As previously reported by Luetje and Patrick [J. Neurosci. 11:837-845 (1991)], the nicotine-like alkaloid cytisine is relatively ineffective in evoking current responses from nicotinic receptors containing the beta 2 subunit. In our experiments, the responses of alpha 4 beta 2- and alpha 3 beta 2-injected oocytes to the application of 1 mM cytisine were only 14.7 +/- 4% and 2.5 +/- 0.8% of the responses to 1 mM acetylcholine (ACh), respectively. Concentration-response relationships for ACh were examined in the presence and absence of cytisine.
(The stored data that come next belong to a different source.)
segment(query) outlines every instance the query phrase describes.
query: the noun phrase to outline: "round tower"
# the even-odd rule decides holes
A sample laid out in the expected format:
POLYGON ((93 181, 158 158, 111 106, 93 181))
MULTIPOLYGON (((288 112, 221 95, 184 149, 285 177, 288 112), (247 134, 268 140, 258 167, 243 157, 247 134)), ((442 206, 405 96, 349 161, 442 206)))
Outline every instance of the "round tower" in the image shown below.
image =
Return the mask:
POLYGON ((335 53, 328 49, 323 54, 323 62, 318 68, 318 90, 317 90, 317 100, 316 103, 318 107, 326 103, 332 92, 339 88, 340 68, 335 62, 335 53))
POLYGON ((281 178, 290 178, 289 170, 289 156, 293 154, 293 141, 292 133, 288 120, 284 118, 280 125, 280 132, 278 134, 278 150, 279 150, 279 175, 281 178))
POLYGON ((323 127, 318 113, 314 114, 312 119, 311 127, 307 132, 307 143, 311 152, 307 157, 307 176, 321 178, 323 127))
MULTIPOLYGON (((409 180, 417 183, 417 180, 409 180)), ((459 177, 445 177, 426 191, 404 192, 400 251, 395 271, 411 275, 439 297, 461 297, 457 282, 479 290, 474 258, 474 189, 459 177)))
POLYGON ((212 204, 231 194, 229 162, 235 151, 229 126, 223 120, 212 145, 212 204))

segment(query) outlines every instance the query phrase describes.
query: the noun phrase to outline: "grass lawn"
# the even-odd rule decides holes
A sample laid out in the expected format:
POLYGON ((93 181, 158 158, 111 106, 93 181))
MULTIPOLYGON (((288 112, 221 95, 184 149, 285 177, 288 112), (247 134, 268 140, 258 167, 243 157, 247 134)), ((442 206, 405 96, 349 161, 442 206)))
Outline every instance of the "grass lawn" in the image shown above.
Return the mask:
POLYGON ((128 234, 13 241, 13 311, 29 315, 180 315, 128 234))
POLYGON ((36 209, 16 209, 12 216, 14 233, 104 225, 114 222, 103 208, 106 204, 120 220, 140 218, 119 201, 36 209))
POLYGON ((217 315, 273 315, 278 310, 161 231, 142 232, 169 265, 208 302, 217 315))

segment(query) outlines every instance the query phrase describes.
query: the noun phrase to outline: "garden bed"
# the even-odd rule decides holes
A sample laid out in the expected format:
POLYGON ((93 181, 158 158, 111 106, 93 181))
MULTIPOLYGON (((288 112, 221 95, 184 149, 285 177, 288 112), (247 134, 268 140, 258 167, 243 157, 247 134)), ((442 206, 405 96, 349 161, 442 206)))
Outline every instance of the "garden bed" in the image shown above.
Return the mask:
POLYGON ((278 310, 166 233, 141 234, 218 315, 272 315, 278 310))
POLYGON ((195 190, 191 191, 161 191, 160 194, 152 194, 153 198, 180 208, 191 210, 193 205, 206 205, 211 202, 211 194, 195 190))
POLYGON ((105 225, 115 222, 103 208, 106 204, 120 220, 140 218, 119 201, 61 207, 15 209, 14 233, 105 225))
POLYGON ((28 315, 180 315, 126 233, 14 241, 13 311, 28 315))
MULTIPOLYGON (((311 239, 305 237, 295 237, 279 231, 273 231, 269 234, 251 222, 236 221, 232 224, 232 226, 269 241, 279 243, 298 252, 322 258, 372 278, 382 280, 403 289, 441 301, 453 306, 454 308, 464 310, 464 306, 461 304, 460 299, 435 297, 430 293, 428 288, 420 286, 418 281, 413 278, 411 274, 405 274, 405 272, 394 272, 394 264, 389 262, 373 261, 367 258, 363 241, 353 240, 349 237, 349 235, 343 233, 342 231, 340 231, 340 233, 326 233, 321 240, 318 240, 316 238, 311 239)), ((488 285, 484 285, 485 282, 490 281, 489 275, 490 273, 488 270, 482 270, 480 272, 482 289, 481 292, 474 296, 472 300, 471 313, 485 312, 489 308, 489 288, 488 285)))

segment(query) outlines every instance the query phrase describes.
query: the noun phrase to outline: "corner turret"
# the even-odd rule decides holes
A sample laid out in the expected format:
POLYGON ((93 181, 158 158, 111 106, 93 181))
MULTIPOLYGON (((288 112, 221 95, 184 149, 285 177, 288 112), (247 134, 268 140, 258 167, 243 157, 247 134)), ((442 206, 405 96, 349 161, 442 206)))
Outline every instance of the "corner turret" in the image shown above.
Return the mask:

Although cytisine was relatively ineffective in stimulating current, the coapplication of cytisine and ACh reduced the responses to ACh. For alpha 4 beta 2 receptors, 3 microM cytisine shifted the dose-response curve for ACh to the right, resulting in a 60-fold increase in the apparent EC50 for ACh. For alpha 3 beta 2 receptors, 30 microM cytisine shifted the apparent EC50 for ACh from approximately 150 microM to 1 mM. Although the efficacy of cytisine for alpha 3 beta 2 receptors was very low, cytisine could effectively inhibit the responses of these receptors, with an IC50 of approximately 10 microM. The efficacy of cytisine for alpha 4 beta 2 receptors was greater than that for alpha 3 beta 2 receptors, and it was possible to evaluate the partial agonist properties of cytisine for these receptors. Although the EC50 of cytisine for stimulating current through alpha 4 beta 2 receptors was about 1 microM, concentrations of cytisine as low as 20 nM were able to inhibit 50% of the response to 1 microM ACh. The inhibitory effects of cytisine were reversible over a period of 5 min. Our analysis suggests that cytisine is a true partial agonist for beta 2-containing ACh receptors and as such can inhibit the response of these receptors to ACh through a competitive mechanism. In the case of alpha 4 beta 2 receptors cytisine binds with high apparent affinity and low efficacy to a site shared with ACh, and for alpha 3 beta 2 receptors both the apparent affinity and efficacy of cytisine are relatively low.